How To Eat Caviar, According To An Expert. Wash Your Hands First.

"I think it’s a very sensual food to begin with."
The model above is actually doing it wrong. You should eat it off the back of your hand, between the index finger and thumb.
Digital Vision. via Getty Images
The model above is actually doing it wrong. You should eat it off the back of your hand, between the index finger and thumb.

Caviar is a delicacy typically only associated with the very fancy and the very rich. It turns out, one expert is convinced there’s a right way to eat caviar, and it makes eating caviar seem even more bougie. You’re supposed to eat it off the back of your hand, between your index finger and thumb.

John Knierim, vice president of Calvisius Caviar, gave us the low down. He said people began eating caviar this way in order to test out what they were buying before they purchased a tin of caviar.

“If you eat something off of your hand, your brain automatically says that there is no flavor profile or texture coming off the back of your hand,” Knierim said. “But if you eat something off a spoon, your brain tells you that a spoon has a taste and a texture to it.

“But [people] realized there was bacteria being passed along by the palm of the hand, but the back of the hand was the purest form, because they could actually put caviar on the back of the hand and not pass disease along from one person to the next,” he said. They would actually taste the caviar off the back and if they liked it, they would take that tin. If they didn’t like it, they would open up another tin and let the customer choose which one they wanted.”

Knierim said caviar purveyors have eaten the delicacy this way for years. But it’s taken other people a little longer to catch on.

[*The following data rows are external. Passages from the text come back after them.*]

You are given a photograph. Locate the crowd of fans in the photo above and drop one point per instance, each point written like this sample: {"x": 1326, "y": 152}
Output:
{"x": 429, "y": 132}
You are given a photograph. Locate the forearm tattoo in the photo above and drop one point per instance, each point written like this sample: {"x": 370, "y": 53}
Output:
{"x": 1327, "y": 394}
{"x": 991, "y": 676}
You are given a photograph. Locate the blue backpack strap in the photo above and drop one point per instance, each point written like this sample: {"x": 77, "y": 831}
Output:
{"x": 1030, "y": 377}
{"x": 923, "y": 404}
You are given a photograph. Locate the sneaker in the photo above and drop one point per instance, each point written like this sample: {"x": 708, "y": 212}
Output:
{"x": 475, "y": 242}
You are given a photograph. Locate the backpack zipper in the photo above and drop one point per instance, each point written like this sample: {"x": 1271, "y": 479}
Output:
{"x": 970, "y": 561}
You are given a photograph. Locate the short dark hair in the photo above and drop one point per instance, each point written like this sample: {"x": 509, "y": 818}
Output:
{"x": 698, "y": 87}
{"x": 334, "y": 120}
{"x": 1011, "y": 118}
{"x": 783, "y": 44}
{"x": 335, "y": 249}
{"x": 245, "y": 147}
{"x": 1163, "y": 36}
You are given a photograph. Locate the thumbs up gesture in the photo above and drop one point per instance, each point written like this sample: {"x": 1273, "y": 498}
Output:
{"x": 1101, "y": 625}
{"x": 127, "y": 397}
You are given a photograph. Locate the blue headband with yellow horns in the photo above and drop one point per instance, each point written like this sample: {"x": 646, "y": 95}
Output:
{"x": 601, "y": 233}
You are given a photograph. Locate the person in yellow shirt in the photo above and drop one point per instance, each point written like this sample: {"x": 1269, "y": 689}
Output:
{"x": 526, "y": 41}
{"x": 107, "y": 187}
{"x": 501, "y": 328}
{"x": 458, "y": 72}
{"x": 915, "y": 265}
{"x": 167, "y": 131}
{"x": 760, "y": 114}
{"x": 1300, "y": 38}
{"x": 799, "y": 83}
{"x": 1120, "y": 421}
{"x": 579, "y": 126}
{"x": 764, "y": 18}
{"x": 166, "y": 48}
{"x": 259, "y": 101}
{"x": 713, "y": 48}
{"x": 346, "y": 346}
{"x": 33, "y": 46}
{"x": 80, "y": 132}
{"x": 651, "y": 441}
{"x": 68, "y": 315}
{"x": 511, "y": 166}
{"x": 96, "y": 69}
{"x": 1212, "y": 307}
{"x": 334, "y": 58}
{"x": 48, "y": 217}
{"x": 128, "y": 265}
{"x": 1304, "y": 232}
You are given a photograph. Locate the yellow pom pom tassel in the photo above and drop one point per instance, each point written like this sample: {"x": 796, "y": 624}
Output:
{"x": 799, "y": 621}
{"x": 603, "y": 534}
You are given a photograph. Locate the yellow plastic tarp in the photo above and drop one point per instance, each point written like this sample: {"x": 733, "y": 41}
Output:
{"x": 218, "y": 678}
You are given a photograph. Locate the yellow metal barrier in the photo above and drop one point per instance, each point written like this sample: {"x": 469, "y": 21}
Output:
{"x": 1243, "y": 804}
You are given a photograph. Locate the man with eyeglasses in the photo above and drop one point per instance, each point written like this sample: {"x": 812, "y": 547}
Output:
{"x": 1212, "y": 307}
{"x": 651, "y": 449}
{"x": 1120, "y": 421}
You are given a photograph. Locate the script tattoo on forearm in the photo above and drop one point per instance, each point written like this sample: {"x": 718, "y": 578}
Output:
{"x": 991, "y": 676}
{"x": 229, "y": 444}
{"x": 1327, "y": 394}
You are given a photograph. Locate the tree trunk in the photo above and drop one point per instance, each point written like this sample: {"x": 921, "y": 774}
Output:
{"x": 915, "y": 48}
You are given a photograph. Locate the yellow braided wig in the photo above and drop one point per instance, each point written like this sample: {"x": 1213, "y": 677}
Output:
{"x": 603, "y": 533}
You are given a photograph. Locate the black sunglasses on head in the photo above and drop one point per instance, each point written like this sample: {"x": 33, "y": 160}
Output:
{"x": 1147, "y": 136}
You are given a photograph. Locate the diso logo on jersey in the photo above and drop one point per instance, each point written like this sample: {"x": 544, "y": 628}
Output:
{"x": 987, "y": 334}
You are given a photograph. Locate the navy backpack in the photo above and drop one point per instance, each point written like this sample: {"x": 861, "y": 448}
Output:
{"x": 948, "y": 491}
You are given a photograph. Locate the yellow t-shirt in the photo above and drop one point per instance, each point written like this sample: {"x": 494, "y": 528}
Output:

“There are more people learning to enjoy caviar off the back of their hand versus putting it on a blini with egg and all the other accoutrements,” he said. “Most times in restaurants people are going to put it on a toast point or a blini because of decorum.”

Calvisius Caviar at the Champagne Taittinger Presents: The Art of Celebrating The Holidays III on July 17, where guests were told to eat caviar off the back of their hand.
SHANNON STURGIS PHOTOGRAPHER
Calvisius Caviar at the Champagne Taittinger Presents: The Art of Celebrating The Holidays III on July 17, where guests were told to eat caviar off the back of their hand.

Even though it might look foolish to eat caviar like this, it actually helps get a “cleaner flavor” of the caviar, according to Knierim. And the uncomfortableness associated with eating it like this will fade.

“I think getting people to try it for the first time like that is really important. When somebody’s never had good caviar it really makes a huge difference,” Knierim said. “Most people don’t know how to smell caviar [the correct way], and if it has a smell to it, you don’t want to eat it. If it’s on the back of your hand, you can smell the difference [between good or bad] right away.”

He added, “I think it’s a very sensual food to begin with. As soon as you add eating it off of your own hand, I just think it takes on a different dynamic.”

But if you must take your caviar with something, Knierim said his favorite way to eat it off-the-hand is on a buckwheat blini with nothing else on it.